Hi, i need to know an information. I have a set of clustered data, with several missing value in different feature. I want to calculate for each cluster mean/median of all feature for use them to replace missing values of all istances. Anyone know a method for this?
I guess you have a table with for every row data a column with its cluster number or label. If this is the case, you could use a - Group Start Loop - (ended with a generic -Loop End- node) which would select the rows by your different cluster label at each iteration. Inside the loop you could use the -Missing Values- node that can calculate the mean or the average of all the column values which are not missing in a cluster and this for all the columns.
It’s great! it was just what I was looking for! Thank you so much!
Another thing, this method is fine, but when I must manage the missing values of the test set, I cannot include them in this cycle, but I should only apply the management of the missing values (through the missing value (apply) node). In this case, how could I do?
@m1k glad it worked and thanks for your kind comments.

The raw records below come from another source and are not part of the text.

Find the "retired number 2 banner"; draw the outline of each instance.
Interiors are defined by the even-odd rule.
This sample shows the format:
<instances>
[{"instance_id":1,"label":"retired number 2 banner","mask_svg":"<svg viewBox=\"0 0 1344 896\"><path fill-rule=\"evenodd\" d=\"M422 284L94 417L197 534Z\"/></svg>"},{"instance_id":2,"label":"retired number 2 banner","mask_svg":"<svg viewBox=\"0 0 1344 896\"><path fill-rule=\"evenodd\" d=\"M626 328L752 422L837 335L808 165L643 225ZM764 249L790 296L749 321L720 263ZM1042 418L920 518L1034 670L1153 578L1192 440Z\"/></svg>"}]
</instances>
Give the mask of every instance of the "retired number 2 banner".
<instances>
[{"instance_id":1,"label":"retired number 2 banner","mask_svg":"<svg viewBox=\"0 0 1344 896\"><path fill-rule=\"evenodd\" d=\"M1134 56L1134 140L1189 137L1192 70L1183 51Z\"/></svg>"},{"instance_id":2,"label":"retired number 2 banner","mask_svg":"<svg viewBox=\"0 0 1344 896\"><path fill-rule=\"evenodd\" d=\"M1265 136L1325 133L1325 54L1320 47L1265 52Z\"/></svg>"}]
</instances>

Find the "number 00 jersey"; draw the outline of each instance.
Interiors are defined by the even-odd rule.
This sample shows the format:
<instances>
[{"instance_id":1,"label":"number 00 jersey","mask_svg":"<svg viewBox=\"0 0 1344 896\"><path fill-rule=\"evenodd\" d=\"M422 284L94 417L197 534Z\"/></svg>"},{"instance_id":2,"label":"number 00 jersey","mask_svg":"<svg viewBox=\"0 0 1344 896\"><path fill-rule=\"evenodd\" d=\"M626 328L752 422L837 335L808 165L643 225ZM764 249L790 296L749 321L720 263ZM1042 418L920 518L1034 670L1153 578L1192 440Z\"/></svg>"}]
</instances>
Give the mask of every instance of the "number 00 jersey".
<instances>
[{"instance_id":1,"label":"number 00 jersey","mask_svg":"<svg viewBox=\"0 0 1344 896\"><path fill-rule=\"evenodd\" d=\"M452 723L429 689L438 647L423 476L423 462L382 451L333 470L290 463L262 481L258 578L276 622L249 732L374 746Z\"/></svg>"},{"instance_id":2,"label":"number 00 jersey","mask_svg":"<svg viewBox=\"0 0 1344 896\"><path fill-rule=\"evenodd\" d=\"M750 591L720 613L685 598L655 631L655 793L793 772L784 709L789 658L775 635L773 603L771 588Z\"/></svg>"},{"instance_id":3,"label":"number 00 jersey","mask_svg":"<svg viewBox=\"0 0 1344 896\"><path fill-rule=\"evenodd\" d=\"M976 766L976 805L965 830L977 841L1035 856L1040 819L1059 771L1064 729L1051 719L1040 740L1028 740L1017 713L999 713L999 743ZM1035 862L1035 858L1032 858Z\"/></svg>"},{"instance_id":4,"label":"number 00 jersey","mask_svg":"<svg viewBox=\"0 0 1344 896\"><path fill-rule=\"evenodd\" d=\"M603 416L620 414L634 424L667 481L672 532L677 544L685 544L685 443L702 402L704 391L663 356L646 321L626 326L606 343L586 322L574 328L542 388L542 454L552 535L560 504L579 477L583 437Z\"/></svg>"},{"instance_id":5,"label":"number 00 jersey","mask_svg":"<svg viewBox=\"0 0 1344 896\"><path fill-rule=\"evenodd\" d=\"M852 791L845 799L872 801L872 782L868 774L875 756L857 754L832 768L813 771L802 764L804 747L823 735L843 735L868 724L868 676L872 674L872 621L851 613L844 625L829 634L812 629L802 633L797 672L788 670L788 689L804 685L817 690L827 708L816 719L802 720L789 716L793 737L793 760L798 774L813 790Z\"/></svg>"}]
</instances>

This second question is a bit more involved but what you could do is for each cluster and column determine which was the calculated missing value, keep it in a table and then use this table as a reference table for the missing values in your Test Set. This would be only possible if your Test Set is also tagged with cluster labels from the beginning.
Hope the idea described above is clear enough. If not, please let the forum fellows just know and we will try to help you from here.
@aworker 's solution uses the missing value node which has also an additional ouput port to apply on test data. Maybe you can leverage that output in his second proposal
br
HI @aworker
sorry I have not built one because there was no data provided and also you have already done the “heavy lifting” and provided the solution. Great job, I really enjoy reading your solutions in the forum Kudos
br
@m1k here you have a workflow which should answer your second question. I did not use a set with missing values as reference but if you replace the data set used here by yours with missing values, it should do the job. Otherwise, let us know and we will amend it.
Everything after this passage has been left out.